Page 1 of 1

Re-generating sequence numbers within list

Posted: Wed Jun 18, 2008 9:30 pm
by wahi80
Hi,

I have data as follows:

Code: Select all

Jersey City,NJ
Princeton, NJ
Houston,TX
Dallas,TX
LA,CA
Miami,FL
I need to assign a sequence number to each city within the state. Hence my output should look like this:

Code: Select all

1,Jersey City,NJ
2,Princeton, NJ
1,Houston,TX
2,Dallas,TX
1,LA,CA
1,Miami,FL
The sequence should re-start for each state.
I think I need to sort the data first by state, and use create key change column of sort. But how do I re-generate sequence?

Regards
Wah

Posted: Wed Jun 18, 2008 11:40 pm
by Minhajuddin
You can declare a stage variable in a transformer after your sort stage which can be used as a counter.

Code: Select all

Input=====>sort===============>Transformer=========>output
    (create key change      (Use the stageVar given
          on state)               below to generate counts)

Code: Select all

counterVariable==> if not(ip.keyChange) then (counterVariable + 1) else 1

Posted: Thu Jun 19, 2008 12:36 am
by ray.wurlod
This is the correct approach, and requires also that the data are partitioned and sorted by state.
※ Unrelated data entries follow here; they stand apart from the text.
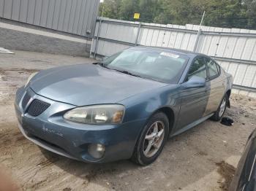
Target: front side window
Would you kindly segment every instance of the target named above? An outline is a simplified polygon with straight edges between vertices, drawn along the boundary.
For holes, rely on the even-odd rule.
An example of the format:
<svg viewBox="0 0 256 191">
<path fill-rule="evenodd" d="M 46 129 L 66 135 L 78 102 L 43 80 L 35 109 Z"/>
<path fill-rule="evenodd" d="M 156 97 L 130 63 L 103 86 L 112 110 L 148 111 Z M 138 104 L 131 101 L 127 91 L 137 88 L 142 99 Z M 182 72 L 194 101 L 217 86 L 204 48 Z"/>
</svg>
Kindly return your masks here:
<svg viewBox="0 0 256 191">
<path fill-rule="evenodd" d="M 129 72 L 142 78 L 165 83 L 177 83 L 186 67 L 188 58 L 169 50 L 129 48 L 102 61 L 104 66 Z"/>
<path fill-rule="evenodd" d="M 194 76 L 203 77 L 206 79 L 207 78 L 206 61 L 203 57 L 196 58 L 191 65 L 187 76 L 187 80 Z"/>
<path fill-rule="evenodd" d="M 206 66 L 209 74 L 209 78 L 213 78 L 218 75 L 218 66 L 217 66 L 216 63 L 214 62 L 214 61 L 206 58 Z"/>
</svg>

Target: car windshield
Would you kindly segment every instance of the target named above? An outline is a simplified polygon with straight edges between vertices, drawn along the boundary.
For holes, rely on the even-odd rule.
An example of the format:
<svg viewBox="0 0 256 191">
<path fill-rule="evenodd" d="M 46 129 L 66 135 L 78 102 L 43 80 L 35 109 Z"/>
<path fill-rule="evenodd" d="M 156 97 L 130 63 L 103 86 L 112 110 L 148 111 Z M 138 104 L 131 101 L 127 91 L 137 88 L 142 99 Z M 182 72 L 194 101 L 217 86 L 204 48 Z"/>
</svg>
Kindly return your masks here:
<svg viewBox="0 0 256 191">
<path fill-rule="evenodd" d="M 165 83 L 177 83 L 188 58 L 170 50 L 130 48 L 102 62 L 110 69 Z"/>
</svg>

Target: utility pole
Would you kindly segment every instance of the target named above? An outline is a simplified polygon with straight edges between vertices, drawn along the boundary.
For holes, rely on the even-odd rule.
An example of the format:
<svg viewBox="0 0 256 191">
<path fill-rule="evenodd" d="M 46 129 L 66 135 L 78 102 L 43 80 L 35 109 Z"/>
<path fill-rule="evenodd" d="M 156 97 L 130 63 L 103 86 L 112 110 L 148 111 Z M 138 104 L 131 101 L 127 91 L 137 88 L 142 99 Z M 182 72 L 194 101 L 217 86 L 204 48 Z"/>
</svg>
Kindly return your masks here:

Posted: Thu Jun 19, 2008 8:41 am
by wahi80
ray.wurlod wrote:This is the correct approach, and requires also that the data are partitioned and sorted by state. ...
Hi,
The keyChange from Sort is not being generated properly, I think it is due to some partitioning error. I did the following for first half of the job

Code: Select all

InputSeq------------->Sort Stage------------->OutputSeq
                     (Hash partitioned and             (Sort Merge Collector)   
                        sorted by State)
Is there anything Im missing??

Regards
Wah

Posted: Thu Jun 19, 2008 9:46 am
by vidya_6_2000
I have the same situation, but my file is already sorted, so I cannot use the sort stage. In that case, how do I generate a variable that changes value when the key value changes otherwise, remains the same.

In my server job, I could use RowProcCompareWithPreviousValue routine that came with the tool by IBM itself. There is no such routine for parallel jobs.

Regards,
Vidya Iyer

Posted: Thu Jun 19, 2008 10:23 am
by wahi80
Hi,

There were some spaces in the fields which needed to be trimmed.
The numbers are generated in right order.

Thanks for the help!!

Wah

Posted: Thu Jun 19, 2008 10:54 pm
by ray.wurlod
The Sort stage is perfect to use if the data are already sorted. Specify the sort mode property as "don't sort, already sorted". This prevents DataStage from inserting a tsort operator into the step (= job).

Posted: Fri Jun 20, 2008 7:38 am
by vidya_6_2000
Oh Thank you! That helped! Makes sense.

Appreciate everybody's time and effort.

Regards,
Vidya Iyer